Background: Mark Cardinal, the Mayor of Highlands, is another Vancouver Island politician with ties to the destructive and possibly corrupt Bear Mountain Resort. Cardinal demanded an apology for an error in a press release last week, and I was happy to comply.
Mayor Mark Cardinal
A few days ago, I sent a press release about Highlands Mayor Mark Cardinal and the stump grinder that is currently making sawdust from cedar and fir stumps at the site of the Bear Mountain Interchange in Langford. I asked: “if [Cardinal] is not doing anything illegal or unethical, why did he go to the effort of covering up the Eco Pro logo on the machine’s cab?”
The stump grinder in action
It turns out Eco Pro doesn’t own the machine any more. The mayor tells me he is no longer a partner in the company, and the red stump grinder belongs to him alone. Cardinal says his last day on the job with Eco Pro was December 31, 2007. He doesn’t specify the reason for his departure from the company. However, he does add that he and his fellow Highlands councillors have been found “not guilty” of conflict of interest charges in the past.
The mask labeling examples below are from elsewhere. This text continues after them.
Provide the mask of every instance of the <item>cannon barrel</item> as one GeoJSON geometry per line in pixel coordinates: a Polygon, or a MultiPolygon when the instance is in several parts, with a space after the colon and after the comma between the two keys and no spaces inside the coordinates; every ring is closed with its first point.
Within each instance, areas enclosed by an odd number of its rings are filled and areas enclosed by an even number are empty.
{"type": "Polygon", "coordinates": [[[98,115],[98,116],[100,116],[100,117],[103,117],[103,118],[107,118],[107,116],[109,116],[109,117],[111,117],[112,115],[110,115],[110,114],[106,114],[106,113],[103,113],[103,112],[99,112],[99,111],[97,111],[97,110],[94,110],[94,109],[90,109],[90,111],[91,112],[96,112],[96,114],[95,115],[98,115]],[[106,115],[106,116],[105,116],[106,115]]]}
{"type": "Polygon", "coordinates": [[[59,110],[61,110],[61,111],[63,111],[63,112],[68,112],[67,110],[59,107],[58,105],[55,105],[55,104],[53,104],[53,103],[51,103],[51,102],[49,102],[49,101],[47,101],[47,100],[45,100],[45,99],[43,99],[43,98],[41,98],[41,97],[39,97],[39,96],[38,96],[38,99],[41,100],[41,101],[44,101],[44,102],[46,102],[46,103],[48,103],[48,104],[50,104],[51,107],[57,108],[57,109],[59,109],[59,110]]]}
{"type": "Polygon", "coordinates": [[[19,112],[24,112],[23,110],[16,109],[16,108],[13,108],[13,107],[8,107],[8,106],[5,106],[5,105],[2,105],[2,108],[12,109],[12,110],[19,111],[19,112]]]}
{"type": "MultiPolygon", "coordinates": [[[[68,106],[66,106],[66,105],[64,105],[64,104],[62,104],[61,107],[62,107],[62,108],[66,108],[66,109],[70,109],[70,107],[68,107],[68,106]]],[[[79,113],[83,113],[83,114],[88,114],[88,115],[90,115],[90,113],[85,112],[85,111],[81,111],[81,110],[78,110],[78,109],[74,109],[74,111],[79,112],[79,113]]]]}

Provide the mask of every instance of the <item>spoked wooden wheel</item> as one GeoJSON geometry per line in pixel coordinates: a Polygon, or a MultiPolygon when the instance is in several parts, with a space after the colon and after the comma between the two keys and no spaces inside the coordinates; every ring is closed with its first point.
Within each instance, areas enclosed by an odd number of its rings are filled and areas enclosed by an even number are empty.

Conflict of interest arises when a public official votes to provide a benefit to a money-making venture without disclosing private connections to that venture. Mayor Cardinal did not excuse himself from a vote to grant Bear Mountain permission to expand its development to within 10 to 20 metres of Osborn Creek and other small waterways. In December, he also voted to allow a sewer pipe to cross through Highlands territory from the resort to the City of Langford sewer main.
The stump grinder owned by the mayor is on the south side of Highway 1 west of Spencer Road in Langford. It is only a few meters from Langford Lake Cave, a First Nations traditional site threatened by the ongoing construction of the Bear Mountain Interchange. An observer said Cardinal is likely charging the City of Langford in the neighbourhood of $500 an hour for the service.
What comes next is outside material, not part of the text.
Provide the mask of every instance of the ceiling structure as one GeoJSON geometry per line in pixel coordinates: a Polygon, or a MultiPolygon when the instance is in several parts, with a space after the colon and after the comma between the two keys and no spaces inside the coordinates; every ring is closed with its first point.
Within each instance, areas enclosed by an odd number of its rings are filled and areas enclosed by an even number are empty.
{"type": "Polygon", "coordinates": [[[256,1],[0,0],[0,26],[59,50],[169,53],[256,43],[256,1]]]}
Cardinal denies that he is guilty of conflict of interest. “You make reference to past conflict charges of interest [sic] tainting myself and other Councillors,” Cardinal writes. “After a full review by a learned judge, those charges were determined invalid [sic] by the court.”
To date, no new conflict of interest charges have been filed against Cardinal or any of his fellow councillors.
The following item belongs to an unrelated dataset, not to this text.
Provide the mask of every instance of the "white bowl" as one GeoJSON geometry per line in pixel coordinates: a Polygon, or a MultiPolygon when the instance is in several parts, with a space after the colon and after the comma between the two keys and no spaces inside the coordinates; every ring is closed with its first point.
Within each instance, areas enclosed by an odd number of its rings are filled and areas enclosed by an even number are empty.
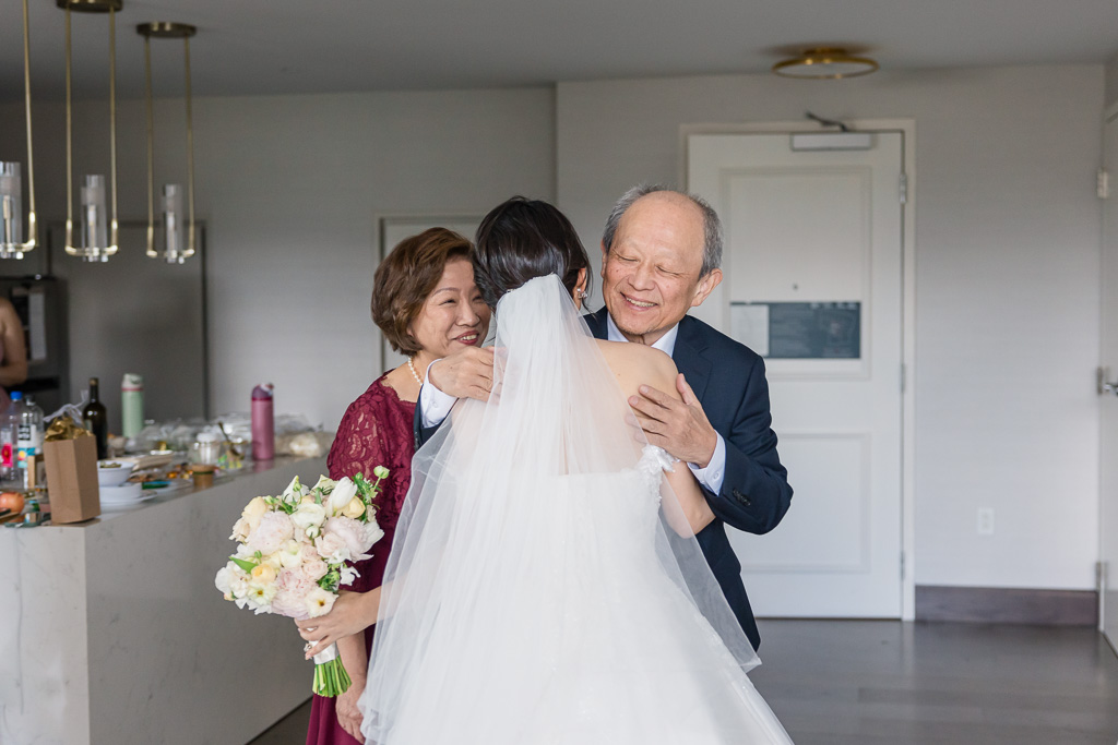
{"type": "Polygon", "coordinates": [[[101,486],[120,486],[132,476],[133,464],[126,460],[98,460],[97,483],[101,486]]]}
Cardinal is right to bring my attention to “this unnecessary chain of events that may have caused irreparable damage to my credibility within the greater . . . community and especially with my local political colleges.” [sic – I think he means “colleagues.”]
I would like to commend Mayor Cardinal for his honesty in coming forward and setting the record straight, and I apologize for any confusion my initial press release may have caused.